Future data storage: Magnetic swirls called skyrmions hold promise for condensing data
09/20/2018 // Ralph Flores // Views

If you've ever had your data wiped out because of a faulty hard drive, or just can't seem to get enough storage for your data, the development of things called skyrmions may be the next step in making sure your data never disappears again.

Researchers from the U.S. and Germany have discovered that magnetic swirls known as skyrmions have the potential to be a better material to use for data storage technology. In their recent study, researchers have found a way to generate these skyrmions to directly integrate them into memory chips and make them reliably function up to a gigahertz range. The study was able to generate nanoswirls at predetermined ranges using pulses in current. These were tested to determine if they would be able to move under controlled conditions.

Skyrmions are rotating spins that exist as a pattern. These are usually stabilized with the use of an external magnet. In the study, scientists generated sandwich-shaped skyrmions that were made up of platinum, magnesium oxide, and a magnetic alloy comprised of cobalt, iron, and boron.

"Due to the spin Hall effect, which has its roots in quantum mechanics, and a particular interaction of the atoms at the interfaces between the materials, skyrmions can be generated via pulses of electrical current," according to Dr. Felix Büttner, one of the co-authors of the study. "With our method, this can be realized directly in so-called racetrack structures at positions that we can determine in advance, which is of course essential for writing data in a controlled manner."


These racetracks were made of nanometer-thin wires that were composed of stacks of magnetic materials. Scientists were then able to control the precise positions where the magnetic swirls would move using a small restriction within the racetrack wire.

This study enabled the researchers to take a look as how skyrmions were generated using single current pulses. Using subsequent pulses, the skyrmions were then able to move along the racetrack wire. Researchers then proceeded to study the basic mechanisms that govern this processes, namely:

  • What happens in the few-nanometer-thin layers of material and at their interfaces in particular when single current pulses with a duration in the range of nanoseconds are sent through the wire?
  • During the current pulses, how do electrons from the platinum layer influence the magnetization in the adjacent cobalt alloy so that skyrmions with a particular rotation direction are generated?

To answer these questions, researchers compared data gleaned from experiments with those from micromagnetic computer simulations that replicate the process. The study was then able to illustrate the process by which sub-nanosecond spin-orbit torque pulses were able to create skyrmions at user-defined positions, which can be used in three-dimensional designs.

Scientists are now working on ways to determine how this phenomenon can used to encode magnetic patterns to store data. This process is similar with how hard disks operate; however, a shift to skyrmions will make storage possible without the need for mechanical parts. The size of the racetrack wires may also enable higher storage space, as these can be packed lightly without compromising space. (Related: 7 Ways to Passively Use Technology For Self-Improvement.)

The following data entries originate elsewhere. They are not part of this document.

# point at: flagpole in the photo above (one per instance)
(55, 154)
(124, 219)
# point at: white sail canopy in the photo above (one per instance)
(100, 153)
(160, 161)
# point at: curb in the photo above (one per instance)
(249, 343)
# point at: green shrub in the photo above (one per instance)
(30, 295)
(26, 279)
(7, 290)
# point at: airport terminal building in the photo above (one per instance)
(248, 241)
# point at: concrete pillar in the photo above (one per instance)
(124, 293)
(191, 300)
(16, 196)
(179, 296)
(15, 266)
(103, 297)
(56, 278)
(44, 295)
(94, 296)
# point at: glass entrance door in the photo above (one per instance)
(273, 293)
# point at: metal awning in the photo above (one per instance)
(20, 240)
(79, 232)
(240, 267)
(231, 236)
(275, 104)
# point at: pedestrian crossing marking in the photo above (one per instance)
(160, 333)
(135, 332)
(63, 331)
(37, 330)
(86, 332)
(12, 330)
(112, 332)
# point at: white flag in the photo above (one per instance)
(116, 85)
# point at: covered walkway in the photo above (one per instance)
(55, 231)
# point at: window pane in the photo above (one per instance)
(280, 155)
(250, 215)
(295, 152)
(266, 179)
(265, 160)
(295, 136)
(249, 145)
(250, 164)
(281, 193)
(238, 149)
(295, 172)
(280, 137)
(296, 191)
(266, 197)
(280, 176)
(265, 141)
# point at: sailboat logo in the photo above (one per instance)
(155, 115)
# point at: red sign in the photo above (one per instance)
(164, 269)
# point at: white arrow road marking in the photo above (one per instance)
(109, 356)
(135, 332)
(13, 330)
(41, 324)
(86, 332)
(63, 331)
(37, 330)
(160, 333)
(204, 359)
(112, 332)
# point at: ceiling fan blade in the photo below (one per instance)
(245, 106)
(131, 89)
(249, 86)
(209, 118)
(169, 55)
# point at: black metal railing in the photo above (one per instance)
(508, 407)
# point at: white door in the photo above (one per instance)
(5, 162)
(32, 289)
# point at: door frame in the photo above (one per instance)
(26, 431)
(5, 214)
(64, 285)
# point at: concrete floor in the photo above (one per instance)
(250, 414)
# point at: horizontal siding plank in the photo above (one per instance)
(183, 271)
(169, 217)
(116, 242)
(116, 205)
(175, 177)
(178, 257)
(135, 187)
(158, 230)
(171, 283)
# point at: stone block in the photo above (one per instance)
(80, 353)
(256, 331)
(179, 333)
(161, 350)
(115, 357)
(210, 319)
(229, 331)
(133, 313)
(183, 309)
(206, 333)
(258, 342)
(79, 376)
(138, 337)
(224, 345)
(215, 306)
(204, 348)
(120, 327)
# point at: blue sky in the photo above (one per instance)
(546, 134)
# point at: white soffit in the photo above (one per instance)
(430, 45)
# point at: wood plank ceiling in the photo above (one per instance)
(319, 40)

The study is titled "Field-free deterministic ultrafast creation of magnetic skyrmions by spin–orbit torques". Aside from Dr. Büttner, other authors include Ivan Lemesh, Michael Schneider, Bastian Pfau, Christian M. Günther, Piet Hessing, Jan Geilhufe, Lucas Caretta, Dieter Engel, Benjamin Krüger, Jens Viefhaus, Stefan Eisebitt and Geoffrey S. D. Beach. It was supported by the Department of Energy and funded by the German Science Foundation.